Издали Анфилогов увидал, что Колян внезапно замер над своим промывочным агрегатом, словно вдруг собрался съесть его отцеженное содержимое. А Колян недоверчиво всматривался в крошечный осколок, вдруг сверкнувший из рыхлой гущи треугольным малиновым огнем. Успокаивая себя, что это, наверное, так, показалось, он осторожно выбрал камешек сведенными от холода сизыми пальцами; пальцы у Коляна были грубые, посеченные такими же, как на промывочной миске, мелкими черными трещинами, – но даже они ощущали материальную, колкую твердость находки. Отставив кривую плошку на горбатый камень, который, будто подушку, обнимала, падая на него, полусонная вода, он выпростал из рукава водонепроницаемые командирские часы – и чиркнул. На закаленном стекле образовалась отчетливая белая царапина – и Коляна прошибло странное чувство, будто выше колен он ненастоящий. Дергая заложенным носом, он погреб черпнувшими сапогами в сторону отмели, откуда шел ему навстречу яркий и маленький на резком солнце, словно одетый в серебряные шоколадные бумажки, совершенно спокойный профессор.
– Василий Петрович! Вот! Василий Петрович! – захлебываясь, Колян еще издали показывал Анфилогову выброшенный на кисть слепящий циферблат.
– Ну, что? Вижу, что половина третьего, – холодно произнес профессор, унимая под выгоревшей штормовкой стесненное сердце.
– Сейчас, гляди сюда, – Колян, подышав из теплого, глупо усатого рта на сведенную щепоть, чиркнул еще: наискось к побледневшей первой легла другая, свежая черта.
– Ага, – произнес профессор, и это тоже прозвучало довольно глупо.
– Корунд, Василий Петрович, я даже больше скажу – рубин! Ювелирка! – Колян осторожно разжал сырые пальцы, к которым прилипла треугольная яркая крошка. Тотчас порывом ветра крошку слизнуло неизвестно куда, и Колян, хляпнув промокшими сапогами, бросился на гальку, скрежетавшую и рябившую в глазах, будто железная панцирная сетка.
– Хорош валять дурака! – прикрикнул сверху Анфилогов, и Колян, отплевываясь от накомарника, послушно поднялся с четверенек. – Все равно не найдешь, – примирительно произнес профессор. – И не надо.
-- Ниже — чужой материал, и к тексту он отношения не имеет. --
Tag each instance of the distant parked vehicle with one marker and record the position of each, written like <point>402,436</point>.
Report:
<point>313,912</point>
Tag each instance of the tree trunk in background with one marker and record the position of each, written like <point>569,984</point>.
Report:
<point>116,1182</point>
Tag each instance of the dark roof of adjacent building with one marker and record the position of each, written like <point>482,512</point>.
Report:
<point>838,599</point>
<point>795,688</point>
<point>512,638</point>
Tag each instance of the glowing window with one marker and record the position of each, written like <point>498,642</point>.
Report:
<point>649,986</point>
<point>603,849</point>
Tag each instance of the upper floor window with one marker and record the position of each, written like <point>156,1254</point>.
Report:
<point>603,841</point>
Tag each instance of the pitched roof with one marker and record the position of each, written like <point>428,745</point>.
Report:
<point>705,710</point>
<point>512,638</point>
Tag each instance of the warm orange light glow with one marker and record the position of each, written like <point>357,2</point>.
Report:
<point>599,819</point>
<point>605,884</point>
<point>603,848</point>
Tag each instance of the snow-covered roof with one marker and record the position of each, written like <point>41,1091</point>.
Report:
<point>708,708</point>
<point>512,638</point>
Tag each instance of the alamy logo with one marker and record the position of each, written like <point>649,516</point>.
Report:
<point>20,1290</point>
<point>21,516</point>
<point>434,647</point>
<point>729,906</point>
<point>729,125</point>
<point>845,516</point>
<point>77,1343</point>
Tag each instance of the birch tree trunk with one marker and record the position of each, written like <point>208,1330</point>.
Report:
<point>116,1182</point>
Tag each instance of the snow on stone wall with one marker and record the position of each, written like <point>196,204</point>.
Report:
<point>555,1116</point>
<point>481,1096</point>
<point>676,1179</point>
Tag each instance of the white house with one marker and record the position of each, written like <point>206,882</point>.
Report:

Корундик притащило откуда-то сверху. Мы поднимемся и поглядим.
Красная морда Коляна с разбухшим, точно намыленным носом и жидкостью в растрепанных усишках сияла счастьем. В кармане Анфилогова еще с позавчерашнего дня болтался, мягко стукаясь о ногу, кусок доломита с большим корундовым пятном, похожим на обломанный мел. Профессор не сказал Коляну про свою находку, опасаясь, как всегда, делиться радостью и пряча сердце, которое во все это время отзывалось на тяжесть образца таким же весом и угловатостью, точно камней имелось два, в груди и в кармане штанов.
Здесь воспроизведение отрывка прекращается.